# Kemah area lighted fishing pier?



## Cole Trickle (Oct 28, 2008)

I just moved to the Kemah area...is there a lighted, public fishing pier anywhere near? I'm looking for somewhere to drop an line and have a few beers on the weekends. Thanks!


----------



## bubbas kenner (Sep 4, 2010)

Go north on 146 from Kemah exit fairmont go right. pass 2 lights come to a stop sign go left next stop sign go right turn into Sylvan Beach park see big long new lighted pier to the left .Have fun be safe tight lines.


----------



## Pasadena1944 (Mar 20, 2010)

Beer is NOT allowed in Sylvan Beach and the sheriffs department does check... It's posted as you go in...


----------



## bigpun91 (Oct 2, 2005)

do the riff raft hang out at the sylvan beach pier


----------



## Pasadena1944 (Mar 20, 2010)

bigpun91 said:


> do the riff raft hang out at the sylvan beach pier


Seems to be nice people there fishing... They are trying to keep it a family friendly place.. It's patrolled by the Harris count sheriffs department....


----------



## Pasadena1944 (Mar 20, 2010)

Cole Trickle said:


> I just moved to the Kemah area...is there a lighted, public fishing pier anywhere near? I'm looking for somewhere to drop an line and have a few beers on the weekends. Thanks!

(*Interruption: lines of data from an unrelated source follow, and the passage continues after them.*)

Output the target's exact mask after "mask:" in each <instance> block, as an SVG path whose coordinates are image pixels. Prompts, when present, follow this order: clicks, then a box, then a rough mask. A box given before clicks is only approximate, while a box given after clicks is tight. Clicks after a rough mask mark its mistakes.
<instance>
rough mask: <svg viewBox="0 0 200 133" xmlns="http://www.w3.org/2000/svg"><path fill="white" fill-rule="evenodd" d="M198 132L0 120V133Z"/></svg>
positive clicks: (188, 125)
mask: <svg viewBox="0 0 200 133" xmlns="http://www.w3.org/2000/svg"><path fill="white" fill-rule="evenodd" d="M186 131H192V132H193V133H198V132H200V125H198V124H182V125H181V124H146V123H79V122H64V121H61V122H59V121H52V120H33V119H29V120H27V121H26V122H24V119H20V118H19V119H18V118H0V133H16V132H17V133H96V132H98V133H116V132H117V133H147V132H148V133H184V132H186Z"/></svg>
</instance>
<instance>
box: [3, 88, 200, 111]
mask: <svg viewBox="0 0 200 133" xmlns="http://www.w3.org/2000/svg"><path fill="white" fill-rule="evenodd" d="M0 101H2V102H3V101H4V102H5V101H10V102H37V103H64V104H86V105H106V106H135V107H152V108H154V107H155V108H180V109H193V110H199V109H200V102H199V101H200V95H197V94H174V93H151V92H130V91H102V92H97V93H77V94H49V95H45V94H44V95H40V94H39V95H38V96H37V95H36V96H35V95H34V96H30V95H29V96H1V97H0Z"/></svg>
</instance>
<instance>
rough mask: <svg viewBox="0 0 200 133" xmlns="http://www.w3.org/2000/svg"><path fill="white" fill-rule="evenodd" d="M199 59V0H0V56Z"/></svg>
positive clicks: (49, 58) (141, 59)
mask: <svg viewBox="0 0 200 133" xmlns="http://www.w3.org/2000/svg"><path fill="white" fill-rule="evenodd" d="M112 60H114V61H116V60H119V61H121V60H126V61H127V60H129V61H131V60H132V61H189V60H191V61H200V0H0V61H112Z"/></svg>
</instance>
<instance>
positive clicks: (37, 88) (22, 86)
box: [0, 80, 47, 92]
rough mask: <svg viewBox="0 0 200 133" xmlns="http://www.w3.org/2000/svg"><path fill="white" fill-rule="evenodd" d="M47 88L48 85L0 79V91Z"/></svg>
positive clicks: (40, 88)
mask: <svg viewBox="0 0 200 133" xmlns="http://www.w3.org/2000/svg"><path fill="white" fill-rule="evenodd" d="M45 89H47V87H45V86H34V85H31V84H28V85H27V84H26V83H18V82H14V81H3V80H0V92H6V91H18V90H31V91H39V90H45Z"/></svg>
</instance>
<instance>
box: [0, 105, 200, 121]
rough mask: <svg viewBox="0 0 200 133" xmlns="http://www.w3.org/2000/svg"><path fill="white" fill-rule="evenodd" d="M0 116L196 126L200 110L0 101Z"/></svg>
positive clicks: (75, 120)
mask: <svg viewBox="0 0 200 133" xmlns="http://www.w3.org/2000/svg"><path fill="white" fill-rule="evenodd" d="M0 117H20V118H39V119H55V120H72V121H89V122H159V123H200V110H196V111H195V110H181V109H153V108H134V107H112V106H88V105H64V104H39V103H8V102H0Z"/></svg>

You may want to try the 61st street pier on Galveston... You aren't that far form it...and there is a pier on 18th street in Bacliff....Not sure if it has lights..


----------



## charlie23 (Jan 11, 2005)

pine gully pier lighted at night?

Heard they charge a lot for non resident?


----------



## abreyes28 (Jan 6, 2009)

18th street pier has lights but the pier sucks to fish.


----------



## BRAD T (Oct 18, 2010)

caught at alot of good fish at 18th st


----------



## reeltimer (Feb 5, 2010)

The 18th street pier is in San Leon not Bacliff.With the wind blowing ninety to nothing i would hit the Texas City dike with some schrimp's.


----------



## jewfish (Feb 16, 2005)

Pine gully not open at night


----------



## Terry G. (Jul 17, 2006)

$20 bucks for pine gully a day !
i have talked to the mayor and some of the city council via email and they basically said "screw ya".


----------



## 100 FATHOMS (Dec 28, 2006)

18th St. pier is not too bad for fishing, plus it has a nice bar and decent cheeseburgers. They also usually have live entertainment on weekends.


----------